The distinction between these systems is critical, yet confusion often arises. For example, the term "kB" (a power of 10 unit) is frequently used when the intended meaning is actually "KiB" (a power of 2 unit). This discrepancy is evident in various applications, such as the Windows Task Manager and Nvidia's specifications for their GPUs. Example: The GPU I use is the Nvidia RTX 3090, which has 24 GiB of memory, even though Nvidia reports it as having 24 GB. Note: You can verify that by running the command torch.cuda.mem_get_info()[1]
, which returns the total GPU memory for a given device.
To maintain consistency and clarity within this script, I have chosen to use the power of 2 notation (e.g., KiB, MiB, GiB). This choice aims to avoid the common confusion and ensure that the memory units are accurately represented. For a more comprehensive discussion on this topic and the prevalent confusion surrounding these units, you can refer to this article on Wikipedia.
def print_gpu_utilization():
gc.collect()
torch.cuda.empty_cache()
nvmlInit()
handle = nvmlDeviceGetHandleByIndex(0)
info = nvmlDeviceGetMemoryInfo(handle)
print("############################################")
print("GPU memory statistics")
print("GPU memory occupied: "+f"{info.used/1024**2:.2f} MiB".rjust(23))
print("Reserved GPU memory by torch: " +
f"{torch.cuda.memory_reserved()/1024**2:.2f} MiB".rjust(14))
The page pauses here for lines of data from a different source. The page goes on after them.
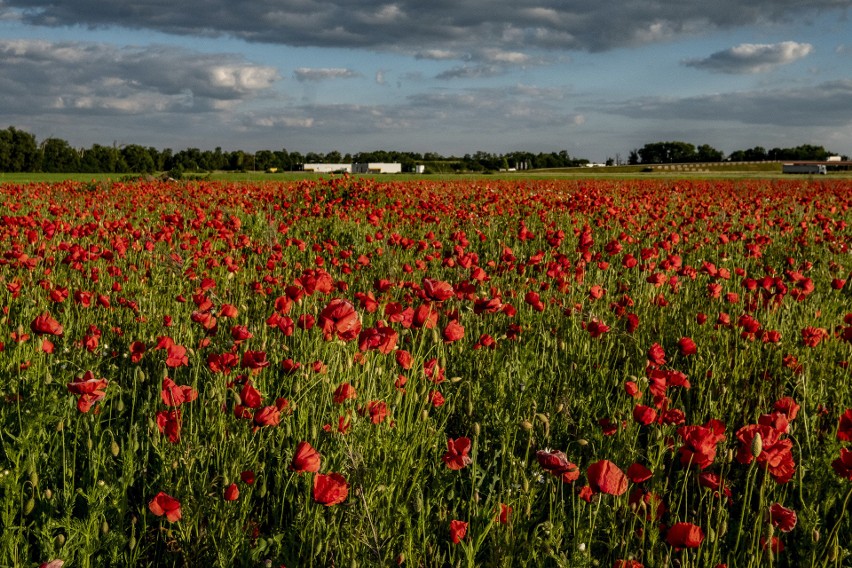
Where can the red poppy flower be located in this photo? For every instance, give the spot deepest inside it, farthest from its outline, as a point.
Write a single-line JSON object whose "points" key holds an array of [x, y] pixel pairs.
{"points": [[452, 332], [330, 489], [343, 393], [339, 319], [437, 290], [232, 492], [639, 473], [176, 356], [456, 455], [458, 530], [605, 477], [782, 518], [267, 416], [687, 346], [699, 443], [46, 325], [844, 426], [685, 535], [88, 389], [656, 355], [504, 514], [305, 458], [788, 407], [254, 360], [137, 350], [644, 415], [163, 504], [842, 466], [776, 454], [174, 395], [168, 423], [250, 397]]}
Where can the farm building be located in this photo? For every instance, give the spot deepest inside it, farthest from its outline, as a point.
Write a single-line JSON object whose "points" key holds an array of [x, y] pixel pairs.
{"points": [[328, 168], [377, 168]]}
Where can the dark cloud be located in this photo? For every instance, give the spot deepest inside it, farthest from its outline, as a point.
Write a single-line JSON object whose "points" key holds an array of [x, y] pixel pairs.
{"points": [[417, 27], [826, 104], [304, 74], [77, 77], [752, 57]]}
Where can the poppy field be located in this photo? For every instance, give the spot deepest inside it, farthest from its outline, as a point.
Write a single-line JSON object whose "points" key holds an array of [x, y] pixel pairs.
{"points": [[352, 372]]}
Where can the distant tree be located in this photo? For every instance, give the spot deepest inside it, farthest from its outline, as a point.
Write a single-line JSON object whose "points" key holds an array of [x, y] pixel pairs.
{"points": [[58, 156], [137, 159], [707, 153], [18, 151]]}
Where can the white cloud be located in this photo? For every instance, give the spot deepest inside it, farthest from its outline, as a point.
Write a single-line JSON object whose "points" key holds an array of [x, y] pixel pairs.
{"points": [[322, 74], [753, 57]]}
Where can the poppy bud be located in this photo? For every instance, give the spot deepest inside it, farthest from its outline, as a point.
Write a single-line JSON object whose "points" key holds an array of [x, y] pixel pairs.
{"points": [[757, 445]]}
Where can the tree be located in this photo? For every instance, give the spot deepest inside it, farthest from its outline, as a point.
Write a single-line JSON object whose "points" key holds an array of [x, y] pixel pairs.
{"points": [[58, 156]]}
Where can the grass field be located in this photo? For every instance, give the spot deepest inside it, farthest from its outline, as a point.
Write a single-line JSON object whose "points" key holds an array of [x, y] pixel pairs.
{"points": [[485, 371]]}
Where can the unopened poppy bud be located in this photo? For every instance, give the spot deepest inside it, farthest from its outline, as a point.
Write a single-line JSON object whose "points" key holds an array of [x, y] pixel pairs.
{"points": [[757, 446]]}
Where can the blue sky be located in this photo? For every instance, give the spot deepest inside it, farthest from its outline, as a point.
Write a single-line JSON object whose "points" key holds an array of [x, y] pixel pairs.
{"points": [[596, 79]]}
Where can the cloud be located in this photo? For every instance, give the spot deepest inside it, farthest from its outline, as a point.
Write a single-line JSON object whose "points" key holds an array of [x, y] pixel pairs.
{"points": [[43, 76], [753, 57], [436, 29], [826, 104], [305, 74]]}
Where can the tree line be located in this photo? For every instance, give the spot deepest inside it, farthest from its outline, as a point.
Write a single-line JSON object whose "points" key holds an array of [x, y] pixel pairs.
{"points": [[684, 152], [21, 152]]}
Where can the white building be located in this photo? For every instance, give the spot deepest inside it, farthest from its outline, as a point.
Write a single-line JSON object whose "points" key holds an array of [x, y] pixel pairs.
{"points": [[328, 168], [377, 168]]}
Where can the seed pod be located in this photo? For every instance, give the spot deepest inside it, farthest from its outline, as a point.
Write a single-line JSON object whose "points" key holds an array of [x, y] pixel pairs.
{"points": [[757, 446]]}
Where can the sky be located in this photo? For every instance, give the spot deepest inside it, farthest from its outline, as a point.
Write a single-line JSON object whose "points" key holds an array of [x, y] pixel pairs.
{"points": [[597, 79]]}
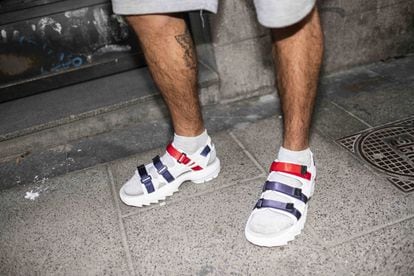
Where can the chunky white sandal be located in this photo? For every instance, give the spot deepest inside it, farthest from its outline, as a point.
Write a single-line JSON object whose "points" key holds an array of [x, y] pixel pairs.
{"points": [[294, 205], [156, 181]]}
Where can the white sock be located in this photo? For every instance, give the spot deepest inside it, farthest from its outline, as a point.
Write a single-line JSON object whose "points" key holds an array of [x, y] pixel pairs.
{"points": [[302, 157], [190, 144], [187, 144]]}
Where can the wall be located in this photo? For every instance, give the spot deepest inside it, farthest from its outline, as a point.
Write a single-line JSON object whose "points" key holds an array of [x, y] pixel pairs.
{"points": [[356, 32]]}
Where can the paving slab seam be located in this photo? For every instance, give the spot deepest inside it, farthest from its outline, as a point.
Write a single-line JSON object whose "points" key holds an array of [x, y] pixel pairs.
{"points": [[240, 144], [351, 114], [124, 239], [74, 118], [209, 191], [367, 232], [241, 40], [338, 263]]}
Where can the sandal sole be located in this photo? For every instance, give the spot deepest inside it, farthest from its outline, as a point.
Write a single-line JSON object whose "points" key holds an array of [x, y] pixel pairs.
{"points": [[279, 239], [198, 177]]}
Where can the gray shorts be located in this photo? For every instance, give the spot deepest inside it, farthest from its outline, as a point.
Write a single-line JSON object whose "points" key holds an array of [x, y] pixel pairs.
{"points": [[270, 13]]}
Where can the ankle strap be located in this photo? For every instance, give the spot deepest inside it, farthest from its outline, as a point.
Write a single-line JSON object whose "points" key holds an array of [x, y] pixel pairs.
{"points": [[290, 168]]}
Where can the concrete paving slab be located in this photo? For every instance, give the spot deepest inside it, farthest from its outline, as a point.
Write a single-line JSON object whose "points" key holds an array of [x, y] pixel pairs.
{"points": [[373, 97], [334, 121], [204, 235], [388, 251], [397, 69], [71, 228], [235, 168], [390, 103], [349, 197]]}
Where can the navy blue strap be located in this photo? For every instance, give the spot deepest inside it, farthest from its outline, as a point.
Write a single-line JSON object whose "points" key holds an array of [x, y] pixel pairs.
{"points": [[205, 151], [162, 169], [285, 189], [287, 207], [145, 178]]}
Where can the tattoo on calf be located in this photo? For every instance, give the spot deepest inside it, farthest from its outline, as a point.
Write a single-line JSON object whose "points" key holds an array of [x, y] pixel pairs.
{"points": [[186, 43]]}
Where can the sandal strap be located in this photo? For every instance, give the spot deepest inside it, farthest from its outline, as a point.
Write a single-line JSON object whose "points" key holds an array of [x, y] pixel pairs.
{"points": [[162, 169], [290, 168], [146, 179], [285, 189], [287, 207], [205, 151], [181, 157]]}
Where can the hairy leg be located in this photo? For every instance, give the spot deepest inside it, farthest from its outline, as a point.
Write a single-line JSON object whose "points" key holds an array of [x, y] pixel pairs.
{"points": [[297, 53], [171, 58]]}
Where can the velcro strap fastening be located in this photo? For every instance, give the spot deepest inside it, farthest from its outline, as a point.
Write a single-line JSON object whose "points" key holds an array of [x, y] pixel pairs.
{"points": [[181, 157], [146, 179], [287, 207], [205, 151], [295, 169], [162, 169], [285, 189]]}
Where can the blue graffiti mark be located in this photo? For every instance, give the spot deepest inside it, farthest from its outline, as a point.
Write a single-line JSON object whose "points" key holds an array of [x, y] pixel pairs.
{"points": [[77, 61], [63, 60], [72, 61]]}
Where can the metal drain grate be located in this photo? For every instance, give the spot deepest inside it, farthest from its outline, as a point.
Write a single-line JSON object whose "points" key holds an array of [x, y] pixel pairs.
{"points": [[389, 149]]}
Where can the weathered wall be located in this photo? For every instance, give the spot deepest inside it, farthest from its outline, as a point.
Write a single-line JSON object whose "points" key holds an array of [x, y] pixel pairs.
{"points": [[356, 32]]}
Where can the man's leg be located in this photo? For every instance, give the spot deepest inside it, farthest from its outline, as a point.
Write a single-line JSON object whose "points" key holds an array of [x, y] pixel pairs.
{"points": [[297, 54], [171, 58], [280, 214]]}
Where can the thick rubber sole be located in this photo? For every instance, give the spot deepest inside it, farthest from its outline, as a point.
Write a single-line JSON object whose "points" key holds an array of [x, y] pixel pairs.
{"points": [[205, 175], [279, 239]]}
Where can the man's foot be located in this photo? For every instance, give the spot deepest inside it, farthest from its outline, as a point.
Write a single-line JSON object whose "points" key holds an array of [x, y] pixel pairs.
{"points": [[161, 178], [280, 213]]}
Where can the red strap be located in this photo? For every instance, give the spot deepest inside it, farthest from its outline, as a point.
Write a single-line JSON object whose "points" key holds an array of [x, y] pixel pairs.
{"points": [[291, 168], [181, 157]]}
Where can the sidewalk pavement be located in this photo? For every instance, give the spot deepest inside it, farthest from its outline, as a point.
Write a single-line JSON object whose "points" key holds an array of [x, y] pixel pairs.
{"points": [[358, 223]]}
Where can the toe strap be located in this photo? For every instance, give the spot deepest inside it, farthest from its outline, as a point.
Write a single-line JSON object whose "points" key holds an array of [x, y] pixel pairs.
{"points": [[287, 207], [285, 189]]}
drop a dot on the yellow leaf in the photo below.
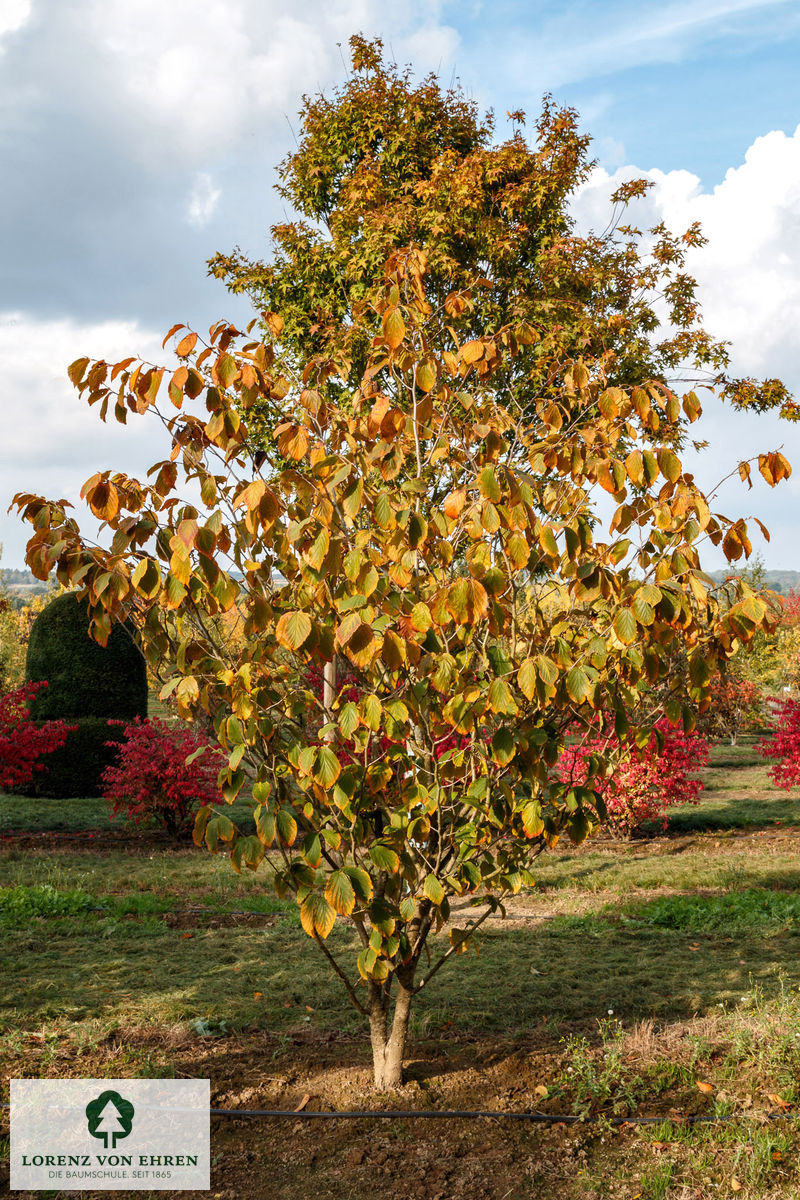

print("Allocated GPU memory by torch: " +
f"{torch.cuda.memory_allocated()/1024**2:.2f} MiB".rjust(13))
print("############################################\n")
Let's have a look on the GPU summary before we start using pytorch:
print_gpu_utilization()
############################################ GPU memory statistics GPU memory occupied: 895.04 MiB Reserved GPU memory by torch: 0.00 MiB Allocated GPU memory by torch: 0.00 MiB ############################################
We see that there is already some GPU memory occupied before using pytorch at all. This is due to GPU drivers and some other background processes. Let's store that default GPU occupation to the variable default_gpu_occupation
to be able to distinguish it later from the GPU memory occupied by pytorch:
nvmlInit()
handle = nvmlDeviceGetHandleByIndex(0)
info = nvmlDeviceGetMemoryInfo(handle)
default_gpu_occupation = info.used
When using pytorch the first time, additional ~300 MiB of GPU memory will be occupied. This is due to the CUDA context, that contains the driver, CUDA kernels etc. See here for a more detailed discussion. Let's add this occupied memory to default_gpu_occupation
too:
default_gpu_occupation += 300 * 1024**2
Theoretical considerations¶
Next, we will estimate the total GPU memory consumption when fine-tuning a BERT-large model. In general, there are three main drivers that occupy memory during fine-tuning:
- The model weights
- The feed-forward tensors, which are needed for future gradient calculations
- The gradients of the model weights
We will estimate the GPU memory of all these three components.
However, we start by defining the two main parameters that control the final GPU memory consumption, e.g. the batch size and and the maximum sequence length. Additionally, we load the BERT model:
# Define main parameters for this script
batch_size = 4
seq_len = 512
mdl = AutoModelForSequenceClassification.from_pretrained("bert-large-uncased")
Some weights of BertForSequenceClassification were not initialized from the model checkpoint at bert-large-uncased and are newly initialized: ['classifier.bias', 'classifier.weight'] You should probably TRAIN this model on a down-stream task to be able to use it for predictions and inference.
Estimating GPU Memory Usage for Model Weights¶
To accurately assess the amount of GPU memory utilized by the BERT-large model's weight tensors, it's essential to begin by examining the floating-point data type used for the weights. This examination will clarify the number of bytes required to store a single numerical value within the model's architecture:
# %% Inspect dtype of BERT
dtype = mdl.bert.embeddings.word_embeddings.weight.dtype
print(f"\nDtype of bert weights: {dtype}")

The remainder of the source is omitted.